I’ve just finished a cello sonata on a very tight schedule, which is in six movements. The cellist lives in New York but was spending time in Seattle and San Francisco as well; and as the piece approaches completion, I find that the pianist is heading to Dresden for three concerto performances. I am sure I’m not alone among composers who have dropped unconscionable amounts of money at FedEx or the like to spirit away a set of parts that we had hoped to finish yesterday, and with the need to send individual movements out as they reached completion, I imagine that the above scenario would have resulted in an expensive, time-consuming nightmare had I been forced to resort to snail-mail. That’s why the ability to print Finale or Sibelius files directly to email-able, paginated PDF files has been such a lifesaver. While it’s true that this approach does pass the buck to the performers to some degree in terms of printing and binding the materials, it’s overall a much better deal for the players, who can receive the music no matter their physical whereabouts, much earlier than if I had overnighted the music via FedEx; plus, the performers are free to print additional copies as needed and the digital file also serves as a handy backup.
The advent of Skype and other incarnations of live video-chat has made possible new ways of working as well.

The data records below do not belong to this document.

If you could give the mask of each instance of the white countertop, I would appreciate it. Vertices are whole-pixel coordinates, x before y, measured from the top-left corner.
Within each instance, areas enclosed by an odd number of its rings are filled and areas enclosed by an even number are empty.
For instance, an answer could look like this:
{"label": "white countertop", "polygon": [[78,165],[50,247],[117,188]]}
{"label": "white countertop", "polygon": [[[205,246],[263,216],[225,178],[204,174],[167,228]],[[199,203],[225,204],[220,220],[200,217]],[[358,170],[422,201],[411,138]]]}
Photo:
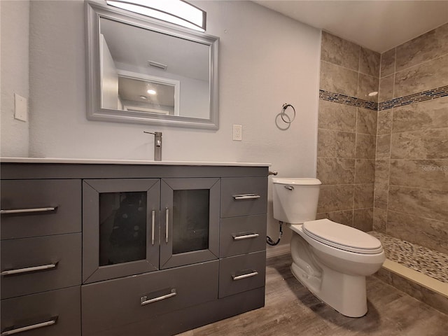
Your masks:
{"label": "white countertop", "polygon": [[227,167],[270,167],[270,163],[225,162],[202,161],[151,161],[144,160],[97,160],[56,158],[0,158],[5,163],[75,163],[96,164],[148,164],[169,166],[227,166]]}

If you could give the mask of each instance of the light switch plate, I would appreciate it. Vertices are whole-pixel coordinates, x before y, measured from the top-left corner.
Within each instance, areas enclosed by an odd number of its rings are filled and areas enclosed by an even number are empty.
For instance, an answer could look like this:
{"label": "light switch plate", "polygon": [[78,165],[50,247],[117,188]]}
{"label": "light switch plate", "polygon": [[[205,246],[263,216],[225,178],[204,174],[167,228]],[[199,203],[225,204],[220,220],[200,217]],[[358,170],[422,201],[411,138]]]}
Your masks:
{"label": "light switch plate", "polygon": [[27,99],[14,94],[14,118],[22,121],[28,121],[28,102]]}
{"label": "light switch plate", "polygon": [[241,125],[233,125],[233,140],[236,141],[243,140],[243,127]]}

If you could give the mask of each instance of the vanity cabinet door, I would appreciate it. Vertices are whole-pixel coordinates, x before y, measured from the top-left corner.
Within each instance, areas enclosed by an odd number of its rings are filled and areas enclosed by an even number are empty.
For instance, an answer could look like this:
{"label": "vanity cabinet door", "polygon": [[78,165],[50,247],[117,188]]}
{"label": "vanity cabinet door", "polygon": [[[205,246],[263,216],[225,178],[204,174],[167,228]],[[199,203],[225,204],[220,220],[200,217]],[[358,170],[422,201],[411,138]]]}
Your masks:
{"label": "vanity cabinet door", "polygon": [[219,181],[218,178],[162,180],[161,269],[218,258]]}
{"label": "vanity cabinet door", "polygon": [[154,271],[159,266],[158,178],[83,182],[83,282]]}

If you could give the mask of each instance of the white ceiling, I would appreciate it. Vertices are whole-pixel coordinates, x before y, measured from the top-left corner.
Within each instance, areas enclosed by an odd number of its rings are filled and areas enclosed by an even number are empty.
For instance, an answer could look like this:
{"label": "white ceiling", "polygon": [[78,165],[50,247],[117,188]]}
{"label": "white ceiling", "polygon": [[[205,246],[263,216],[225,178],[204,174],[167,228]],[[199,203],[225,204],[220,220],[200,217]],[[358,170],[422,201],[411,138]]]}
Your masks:
{"label": "white ceiling", "polygon": [[447,0],[254,2],[378,52],[448,22]]}

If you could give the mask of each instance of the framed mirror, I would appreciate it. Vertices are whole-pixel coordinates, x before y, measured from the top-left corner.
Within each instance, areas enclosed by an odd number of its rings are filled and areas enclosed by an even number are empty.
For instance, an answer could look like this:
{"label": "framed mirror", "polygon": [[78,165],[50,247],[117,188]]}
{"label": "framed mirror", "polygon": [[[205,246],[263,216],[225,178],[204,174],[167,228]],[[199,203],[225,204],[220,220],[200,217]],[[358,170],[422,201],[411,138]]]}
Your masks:
{"label": "framed mirror", "polygon": [[218,38],[85,6],[88,120],[218,130]]}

In preparation for a recording in Berlin, I was not able to fly out in time for rehearsals but managed to meet the bassoonist who was to record the piece online. With a decent microphone setup the sound quality was very impressive if not perfect, and in two hours of working together the bassoonist and I were able to work out the preliminary gestures and sounds in the piece so that he could go hit the woodshed and get it up to tempo without the nagging fear that I would want to make all kinds of changes in his approach at the last minute.
Obviously, there are plenty of ways in which technology has made our lives more difficult and paradoxically, less connected, and while I don’t have the space to get into them here I wouldn’t want to give the impression that the overall impact of technology on the arts has been unequivocally positive. To give but one example, the advent of music notation software has had a democratizing influence and has largely been a boon to composers and the performers who endeavor to read their music; yet at the same time, a new generation of composers with little or no training in engraving or music calligraphy often seems shackled to the limits and conventions of the notation software at hand—I can’t tell you how many times I’ve heard a colleague or student exclaim, “I won’t do X here because X is extremely difficult/time consuming to enter in Sibelius/Finale!” This kind of talk tends to sadden me, even as I eagerly and remorselessly savor the very tantalizing fruits that such software has made possible.